How to Use Heart Rate in Training
Once you’ve selected a heart rate monitor, the trick is putting the information you glean from the watch or strap to use. After calculating your estimated MHR, determine your different target heart rate zones by multiplying your MHR by the percentage for each zone. For example, if you wanted to find 55 percent of your maximum, you multiple your MHR by 0.55.

This corresponds to different effort zones:

  • Zone 1: 55 to 65 percent MHR: This is a very comfortable effort used for warmup and cooldown.
  • Zone 2: 65 to 75 percent MHR: Used for the bulk of training, this relaxed effort allows you to hold a conversation.
  • Zone 3: 75 to 85 percent MHR: This is a comfortably hard effort during which you can only say short, broken sentences.
  • Zone 4: 85 to 95 percent MHR: Often a 5K pace, this is a very hard effort that’s sustainable, but only lets you speak a few words at a time.

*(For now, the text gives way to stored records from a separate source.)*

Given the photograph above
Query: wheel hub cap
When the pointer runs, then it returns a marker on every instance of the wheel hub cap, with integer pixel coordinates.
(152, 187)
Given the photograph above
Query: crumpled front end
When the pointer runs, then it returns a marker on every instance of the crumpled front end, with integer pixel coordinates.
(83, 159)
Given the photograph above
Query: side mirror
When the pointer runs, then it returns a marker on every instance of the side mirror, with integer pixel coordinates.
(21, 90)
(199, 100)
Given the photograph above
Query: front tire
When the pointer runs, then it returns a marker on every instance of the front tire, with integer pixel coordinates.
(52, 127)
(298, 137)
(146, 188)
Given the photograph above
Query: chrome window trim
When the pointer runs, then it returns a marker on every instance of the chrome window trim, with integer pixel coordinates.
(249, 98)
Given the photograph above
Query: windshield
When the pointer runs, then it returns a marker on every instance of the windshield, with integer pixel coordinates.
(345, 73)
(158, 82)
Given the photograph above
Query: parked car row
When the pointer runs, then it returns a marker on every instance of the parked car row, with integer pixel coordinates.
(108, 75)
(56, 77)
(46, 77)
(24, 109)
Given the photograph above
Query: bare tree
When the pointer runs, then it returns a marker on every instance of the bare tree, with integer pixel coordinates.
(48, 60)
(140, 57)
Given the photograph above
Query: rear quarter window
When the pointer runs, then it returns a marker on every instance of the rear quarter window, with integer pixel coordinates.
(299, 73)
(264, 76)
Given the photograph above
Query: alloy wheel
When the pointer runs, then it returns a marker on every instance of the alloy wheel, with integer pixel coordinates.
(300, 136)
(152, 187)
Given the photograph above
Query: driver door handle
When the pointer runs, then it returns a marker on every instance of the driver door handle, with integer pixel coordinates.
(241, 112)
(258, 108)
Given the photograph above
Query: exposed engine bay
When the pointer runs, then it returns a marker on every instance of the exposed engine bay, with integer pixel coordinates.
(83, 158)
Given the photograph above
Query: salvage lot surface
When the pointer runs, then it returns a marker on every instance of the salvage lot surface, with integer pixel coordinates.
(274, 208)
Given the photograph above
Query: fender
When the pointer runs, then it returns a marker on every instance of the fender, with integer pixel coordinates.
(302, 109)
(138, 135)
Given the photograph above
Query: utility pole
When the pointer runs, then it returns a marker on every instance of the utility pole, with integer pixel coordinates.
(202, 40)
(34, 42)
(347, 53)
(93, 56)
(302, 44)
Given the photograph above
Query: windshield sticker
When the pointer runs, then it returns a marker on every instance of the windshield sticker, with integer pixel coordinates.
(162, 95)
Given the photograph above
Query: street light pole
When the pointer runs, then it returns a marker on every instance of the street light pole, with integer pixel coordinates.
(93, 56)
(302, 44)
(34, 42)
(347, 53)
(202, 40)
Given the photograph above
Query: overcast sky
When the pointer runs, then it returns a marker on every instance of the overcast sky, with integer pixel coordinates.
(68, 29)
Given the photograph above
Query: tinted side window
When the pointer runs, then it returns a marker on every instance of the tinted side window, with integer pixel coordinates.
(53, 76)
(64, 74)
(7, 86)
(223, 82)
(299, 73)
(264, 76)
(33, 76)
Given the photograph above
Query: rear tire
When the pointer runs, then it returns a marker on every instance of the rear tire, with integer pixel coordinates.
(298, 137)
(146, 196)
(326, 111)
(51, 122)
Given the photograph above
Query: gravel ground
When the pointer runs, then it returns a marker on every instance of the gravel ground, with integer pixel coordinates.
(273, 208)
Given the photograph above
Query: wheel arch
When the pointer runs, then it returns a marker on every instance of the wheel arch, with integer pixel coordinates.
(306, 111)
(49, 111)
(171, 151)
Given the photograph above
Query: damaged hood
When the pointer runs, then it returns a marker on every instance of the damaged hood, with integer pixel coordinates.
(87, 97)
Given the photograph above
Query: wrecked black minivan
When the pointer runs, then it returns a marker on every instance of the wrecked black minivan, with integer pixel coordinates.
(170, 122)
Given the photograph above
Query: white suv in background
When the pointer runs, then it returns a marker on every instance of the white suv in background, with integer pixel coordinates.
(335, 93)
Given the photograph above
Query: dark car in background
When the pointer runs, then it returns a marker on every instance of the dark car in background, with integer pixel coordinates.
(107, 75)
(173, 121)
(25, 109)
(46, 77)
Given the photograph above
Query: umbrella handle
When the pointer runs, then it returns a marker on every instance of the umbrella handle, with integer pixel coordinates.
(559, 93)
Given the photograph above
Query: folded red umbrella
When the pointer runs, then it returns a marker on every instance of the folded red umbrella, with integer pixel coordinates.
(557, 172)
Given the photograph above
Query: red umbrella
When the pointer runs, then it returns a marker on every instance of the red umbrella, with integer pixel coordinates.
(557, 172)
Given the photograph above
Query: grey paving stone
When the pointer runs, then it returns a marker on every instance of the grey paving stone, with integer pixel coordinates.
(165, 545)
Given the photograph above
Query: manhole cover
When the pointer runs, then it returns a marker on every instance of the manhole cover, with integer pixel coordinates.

Luckily, many apps help manage this calculation for you. “I love using Garmin Connect Software and Strava,” says Castro, as you’ll get zone data right in the apps.

Just remember, because heart rate maximums using age-predicted formulas are estimates, you may need to adjust your zones over time based on your own results and how each run feels. For example, if you calculate your 90-percent zone (a nearly all-out effort) to be 175, but you’re able to maintain 175 beats per minute comfortably for several minutes, your estimated max heart rate has probably been underestimated.

You may need to adjust your zones based on perceived effort at each level of intensity as time goes on and as you adapt to training, too.